Words by Della Watson


Campbell's Covered Bridge is a 4-mile detour off the byway. | Getty Images


11 Apr 2024

Reading Time

7 Minutes

ON A MAP, SOUTH CAROLINA'S State Highway 11 arches like an eyebrow above the conduit of Interstate 85, a 119-mile detour skirting the edge of the Blue Ridge Mountains. Once, this meandering route was the main one, part of a trail network linking Cherokee villages and guiding colonial fur traders from Charleston to the Appalachian frontier. Folks called it the Cherokee Path then. Today, it’s the Cherokee Foothills Scenic Byway, and it begs to be driven slowly, the better to take in the historical markers and leafy luster of what South Carolinians call the Upcountry.

Heading west from Gaffney, the road winds past farms and orchards. In spring, the peach trees bloom pink and the apple trees white, and the roadside produce stands are filled with fresh-picked strawberries. At Cowpens National Battlefield in 1781, a company of Continental soldiers and backwoods militiamen picked a bucolic pasture to make a stand against the redcoats pursuing them. The British were routed, and the battle—now evoked along an interpretive trail weaving past stately oaks and stands of native cane—turned the tide of the Revolutionary War in the South.

Highway 11 climbs gently into the hill country, its two lanes sometimes twisting around steep drop-offs, taking in mountainsides cloaked in mixed woods. The azaleas, dogwoods and magnolias are dazzling this time of year. In the fall, the hemlocks, pines, hickories and oaks turn stunning shades of crimson and gold. Fog hugs the soft ridgelines in the mornings, and in the lead-up to sunset horizontal light sets them aglow.

The Blue Ridge Foothills of Greenville County | Alex Reynolds (Foothills)

Don't Miss

Gaffney's PEACHOID is a 135-foot selfie-friendly novelty water tower in the likeness of the locally beloved stone fruit.

The 115-year-old shingle-topped CAMPBELL'S COVERED BRIDGE is the last of its kind in South Carolina.

Some 130 species of native wildflowers bloom at the Nature Conservancy's NINE TIMES PRESERVE.

Don't skip the 14-hour brisket or pecan-topped sweet potato casserole at THE SPOTTED PIG BBQ in Fair Play.

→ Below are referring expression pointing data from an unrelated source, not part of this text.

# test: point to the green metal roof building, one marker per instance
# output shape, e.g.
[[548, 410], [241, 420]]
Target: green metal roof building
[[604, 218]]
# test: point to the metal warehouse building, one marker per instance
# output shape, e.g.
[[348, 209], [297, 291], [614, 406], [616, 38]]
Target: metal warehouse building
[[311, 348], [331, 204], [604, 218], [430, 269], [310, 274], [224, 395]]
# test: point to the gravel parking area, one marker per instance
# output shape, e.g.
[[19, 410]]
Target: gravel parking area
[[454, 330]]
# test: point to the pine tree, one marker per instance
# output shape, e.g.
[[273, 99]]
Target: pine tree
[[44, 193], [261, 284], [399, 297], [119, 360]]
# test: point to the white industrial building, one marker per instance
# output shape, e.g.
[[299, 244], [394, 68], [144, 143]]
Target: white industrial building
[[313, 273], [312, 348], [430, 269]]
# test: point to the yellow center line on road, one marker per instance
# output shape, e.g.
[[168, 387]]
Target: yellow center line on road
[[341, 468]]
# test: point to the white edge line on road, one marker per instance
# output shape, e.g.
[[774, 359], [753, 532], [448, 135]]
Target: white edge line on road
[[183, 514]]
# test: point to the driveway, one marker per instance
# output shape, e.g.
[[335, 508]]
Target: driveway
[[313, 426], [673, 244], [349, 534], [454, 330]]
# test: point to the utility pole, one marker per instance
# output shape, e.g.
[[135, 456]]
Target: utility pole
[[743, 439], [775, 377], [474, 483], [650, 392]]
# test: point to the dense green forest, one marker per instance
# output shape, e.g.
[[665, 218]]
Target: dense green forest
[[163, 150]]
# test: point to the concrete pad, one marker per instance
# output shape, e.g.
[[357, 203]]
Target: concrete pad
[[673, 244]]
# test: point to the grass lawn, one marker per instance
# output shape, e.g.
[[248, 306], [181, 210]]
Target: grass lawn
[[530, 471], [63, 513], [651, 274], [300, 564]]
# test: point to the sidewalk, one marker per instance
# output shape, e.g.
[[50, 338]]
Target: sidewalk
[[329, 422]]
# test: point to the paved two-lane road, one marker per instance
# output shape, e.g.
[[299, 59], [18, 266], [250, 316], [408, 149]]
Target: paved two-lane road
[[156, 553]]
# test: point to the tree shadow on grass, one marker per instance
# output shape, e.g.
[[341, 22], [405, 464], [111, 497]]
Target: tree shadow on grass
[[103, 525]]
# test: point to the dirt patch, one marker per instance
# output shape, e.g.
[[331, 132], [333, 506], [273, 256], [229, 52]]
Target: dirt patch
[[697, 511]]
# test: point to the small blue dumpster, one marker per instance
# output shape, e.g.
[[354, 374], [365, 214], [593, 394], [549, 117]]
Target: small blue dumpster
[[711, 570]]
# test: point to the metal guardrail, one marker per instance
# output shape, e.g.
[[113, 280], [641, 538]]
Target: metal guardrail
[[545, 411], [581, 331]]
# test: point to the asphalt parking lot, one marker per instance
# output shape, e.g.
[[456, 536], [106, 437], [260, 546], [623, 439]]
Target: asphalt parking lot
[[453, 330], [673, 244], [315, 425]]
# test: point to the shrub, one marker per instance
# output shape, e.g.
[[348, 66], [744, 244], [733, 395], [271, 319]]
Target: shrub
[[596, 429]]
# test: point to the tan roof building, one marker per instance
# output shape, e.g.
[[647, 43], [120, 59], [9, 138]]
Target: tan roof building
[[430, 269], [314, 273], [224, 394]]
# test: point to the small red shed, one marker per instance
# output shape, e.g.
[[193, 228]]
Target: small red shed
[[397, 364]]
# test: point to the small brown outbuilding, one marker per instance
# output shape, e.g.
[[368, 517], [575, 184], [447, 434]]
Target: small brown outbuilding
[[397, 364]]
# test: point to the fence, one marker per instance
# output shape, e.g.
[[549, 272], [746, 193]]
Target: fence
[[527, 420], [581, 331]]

Trailheads speckle the route’s western reaches, with hike after hike leading to waterfalls that trip down river rock worn smooth. Just beyond roadside Wildcat Falls, the sheer granite face of Table Rock looms over the road. An interpretive marker recognizes the Cherokee people, most of whom were forcibly uprooted from these mountains in the 18th and 19th centuries, and describes a traditional belief in the flat-topped peak as a dining place for a giant. Trails in Table Rock State Park reach the 3,127-foot summit. Farther down Highway 11, in Walhalla, materials at the Museum of the Cherokee in South Carolina explore Indigenous people’s connection, past and present, to the Blue Ridge Mountains. (Today, state government recognizes a federation called the Southern Cherokee, Eastern Iroquois and United Tribes of South Carolina.)

The byway ends at Lake Hartwell State Park, a 56,000-acre reservoir on the state line with Georgia. Get a campsite. Grab a fishing rod or rent a kayak. Explore hundreds of miles of Upcountry shoreline. Rejoining the interstate can wait.